Slideshow: Tom Hartman reached the milestone with the right combination of row spacing, nitrogen management and weed control.

In Nebraska, 200-bushel grain sorghum isn't out of reach, but it's rare to harvest whole fields of 200-bushel milo.

In October, sorghum grower Tom Hartman hit that milestone when he harvested one of his fields near Grand Island for the National Sorghum Producers yield contest.

"Most years, there are really only one or two reports of over 200-bushel sorghum in Nebraska. Most of the time they're averaging 180 to 185 bushels per acre throughout the field," says Dean Sombke, district sales manager at Sorghum Partners. "That field of Tom's averaged over 200, and that's a rarity."

This field, grown on 15-inch rows with a Sorghum Partners hybrid SP68M57, yielded 201.3 bushels per acre at 12.5% moisture. This was the first year the hybrid was commercially available.

"This is a new hybrid replacing our KS585, a medium-maturity hybrid that's been around a long time. What we're trying to do in every breeding aspect is get a healthier breeding plant that stands longer in adverse conditions — and obviously we want it to yield more per acre," says Sombke. "If you have a plant that yields well, but doesn't stand upright, it doesn't do any good."

Sombke notes this hybrid is also bred with the "Stay Green" trait to help it stand upright in adverse conditions.

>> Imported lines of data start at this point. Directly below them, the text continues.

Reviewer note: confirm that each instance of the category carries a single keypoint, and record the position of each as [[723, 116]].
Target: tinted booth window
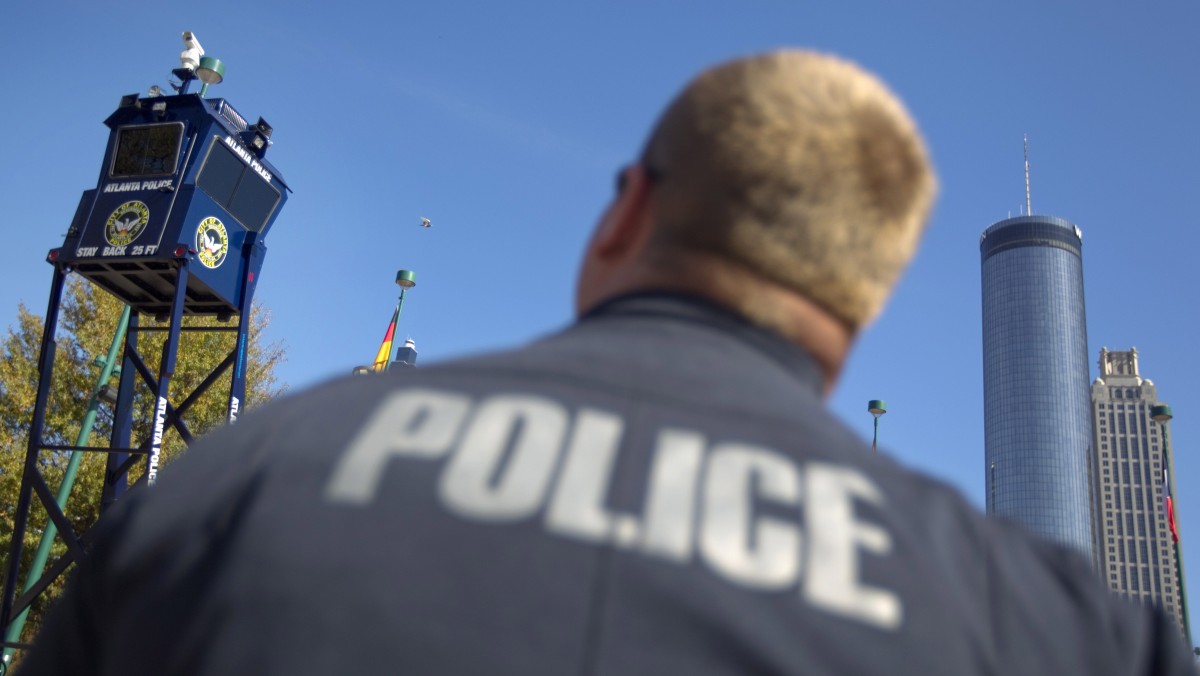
[[237, 187]]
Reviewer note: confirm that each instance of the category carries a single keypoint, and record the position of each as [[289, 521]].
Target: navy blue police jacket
[[658, 489]]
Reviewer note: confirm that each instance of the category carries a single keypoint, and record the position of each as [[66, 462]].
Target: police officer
[[658, 489]]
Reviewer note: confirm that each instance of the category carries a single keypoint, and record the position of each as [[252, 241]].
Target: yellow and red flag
[[384, 356]]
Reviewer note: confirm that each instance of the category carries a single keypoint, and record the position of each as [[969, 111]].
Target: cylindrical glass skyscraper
[[1037, 412]]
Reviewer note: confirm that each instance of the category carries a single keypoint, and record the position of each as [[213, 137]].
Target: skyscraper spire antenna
[[1029, 207]]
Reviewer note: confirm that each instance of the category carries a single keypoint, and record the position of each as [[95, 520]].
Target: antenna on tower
[[1029, 208]]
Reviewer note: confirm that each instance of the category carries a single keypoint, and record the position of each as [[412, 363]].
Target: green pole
[[876, 407], [405, 280], [69, 477]]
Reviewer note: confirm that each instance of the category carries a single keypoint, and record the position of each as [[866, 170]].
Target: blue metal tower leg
[[253, 256], [115, 479], [166, 370], [45, 369]]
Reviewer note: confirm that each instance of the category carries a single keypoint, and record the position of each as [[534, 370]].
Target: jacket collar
[[679, 306]]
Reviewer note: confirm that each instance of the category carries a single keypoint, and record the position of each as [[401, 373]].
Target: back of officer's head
[[797, 167]]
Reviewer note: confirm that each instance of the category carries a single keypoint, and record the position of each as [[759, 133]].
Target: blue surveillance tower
[[175, 227]]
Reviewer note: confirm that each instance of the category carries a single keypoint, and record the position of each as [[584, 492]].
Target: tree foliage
[[87, 322]]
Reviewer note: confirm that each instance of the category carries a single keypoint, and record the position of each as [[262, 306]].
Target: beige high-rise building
[[1132, 461]]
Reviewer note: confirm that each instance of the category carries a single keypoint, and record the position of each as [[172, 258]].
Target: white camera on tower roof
[[190, 57]]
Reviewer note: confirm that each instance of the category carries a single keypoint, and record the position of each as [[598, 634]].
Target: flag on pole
[[384, 356], [1170, 507]]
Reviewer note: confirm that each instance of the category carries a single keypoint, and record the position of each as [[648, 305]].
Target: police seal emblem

"This hybrid also has a good yield potential; it's probably closer to 250 bushels per acre," he adds. "It's a medium-maturity that will yield closer to what a full-season hybrid will. Our short-season hybrids are now yielding what our medium season hybrids used to."

Going narrow
Hartman has grown sorghum off and on since the 1970s, but competed in the yield contest for the first time this year.

"We have historically planted sorghum throughout the years, but never this much," says Hartman. "It's either been 36-inch rows or 7.5-inch rows that we drilled. We thought maybe 7.5 inches was a little thick as far as airflow, and we thought we could get a little more yield out of 15s with fewer but bigger heads."

And according to Sombke, row spacing makes a big difference in sorghum.

"There's no question that 15-inch rows will do much better than 30s, but it's a challenge to get guys to do 15s," says Sombke, adding that this can potentially bring a 25% to 30% increase in yield. "You've got to capture all that sunlight, and on 30-inch rows, too much sunlight is getting through the canopy and going to waste, especially on a smaller plant like sorghum."

However, this field was planted with an air seeder on 15-inch rows. "It worked pretty well," says Hartman. "Just like any other crop, you have to have good seed-to-soil contact, and a good seed bed to plant it in. We don't have a drill, so we went with vertical tillage, and used the air seeder in spring."

Fertilize for top yields
Weed control is paramount in sorghum. This particular field had corn in it the previous year, and after Hartman vertical-tilled the stubble this spring, he applied a burndown application of glyphosate. After planting, he followed up with a post application of Huskie (pyrasulfotole and bromoxynil) to clean up remaining weeds in the field.

When it comes to sorghum, a big factor is treating it like a primary crop, and that means fertilizing it like a primary crop. "You have to treat it like corn. To really top out yield, you need nitrogen — usually a pound per bushel yield goal," says Hartman.

Hartman notes he applied 150 pounds of nitrogen in dry fertilizer before planting, and applied 35 pounds in liquid fertilizer through the pivot just before the boot stage. While the field is irrigated, Hartman used little irrigation — an inch early on, followed by 35/100 with fertigation.

"Tom treated it like a real crop and unfortunately that's not what most farmers do," says Sombke. "Most guys tend to skimp on sorghum, but those that don't are finding their getting a good bang for their buck."